There is an old mission-style church in La Jolla, CA, I used to visit called Mary Star of the Sea. I’d walk into the chapel, wait — each time as if for the first time; barely breathing — as my my eyes adjusted to the dappled light and the heart-stopping image of Mary painted on the wall behind the altar. She stood before me engrossed by an inner wonder I did not know, yet her out-turned hands, her enveloping arms, invited me in.  The head of the world rested on this Mother’s breast.

 

Images of the Divine Feminine are showing up a lot these days in art, in spiritual practice, in everyday conversation — more than ever before — to provide us with a balanced framework for living. Her compassionate Presence, Her listening heart, Her lionhearted warrior spirit are part of a social a movement, an evolutionary progression toward the manifestation of a compassionate and cooperative way of living. The Divine Feminine calls to us, to women and men, to revision our lives, to counter greed and power and self-interest and isolation with generosity and shared partnership, with emotional intelligence and kindness. If we love ourselves a little more, love ourselves as Mary Star of the Sea loves us, and love others with that love, the spirit of the Divine Mother we carry in our hearts will begin to transform the world.

 

We all know stories that ground this idea in everyday reality.
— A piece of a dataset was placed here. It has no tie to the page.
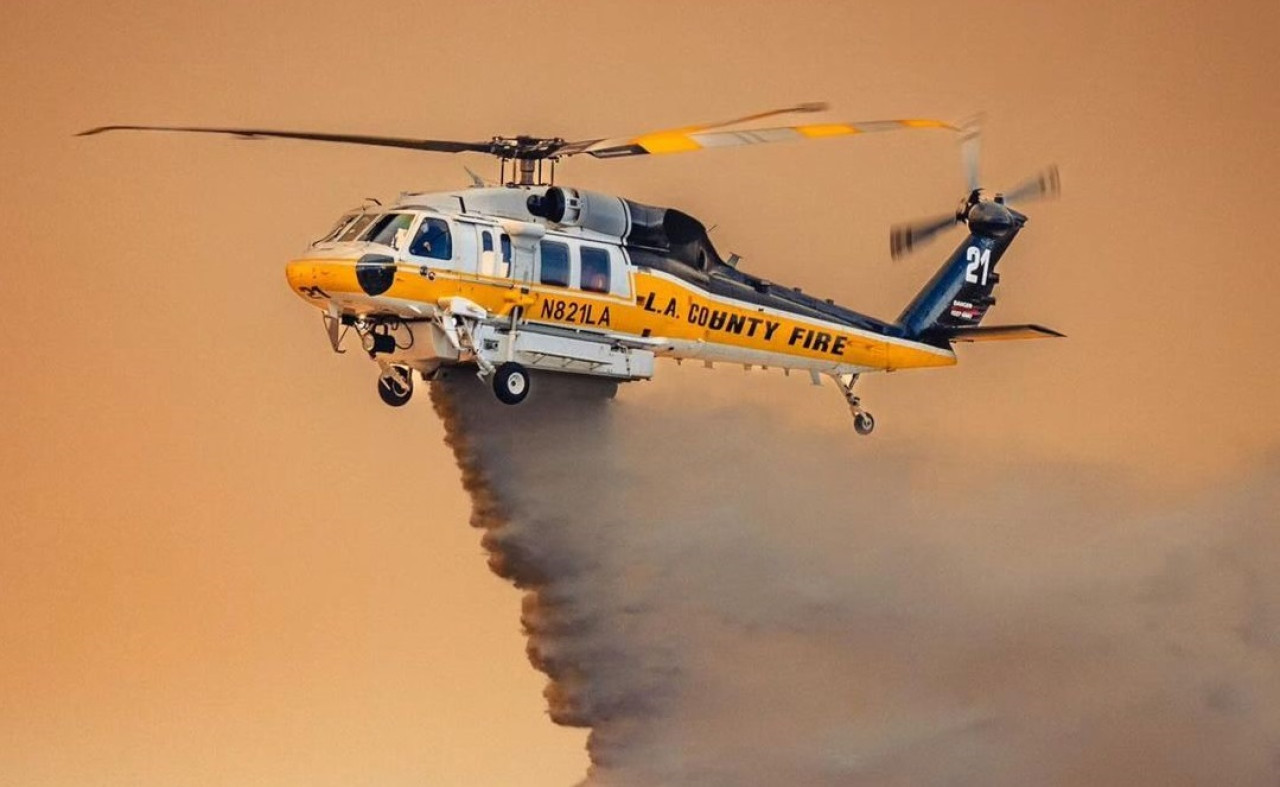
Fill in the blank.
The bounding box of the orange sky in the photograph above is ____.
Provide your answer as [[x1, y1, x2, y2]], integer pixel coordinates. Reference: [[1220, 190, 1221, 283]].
[[0, 0, 1280, 784]]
The great dancer Katherine Dunham once told me about the work she did with injured veterans after she retired from the international stage. “When those of us who were able danced before them, their eyes filled with light,” she said. “They could not dance, but something inside them did.” That light is the Divine Feminine.

 

Zainab Salbi told me about some Bosnian women she worked with at Women For Women International who suffered unspeakable atrocities of war yet prospered. “What do you want us to do,” they said to her. “Just because we’re in this situation doesn’t mean we must stop loving ourselves.” Their boldness, their ability to create something out of nothing, is the Divine Feminine.

 

Let Her Gentleness and Strength make a home in your heart this Mother’s Day and for the year to come. Let it be your gift to yourself — and to the world.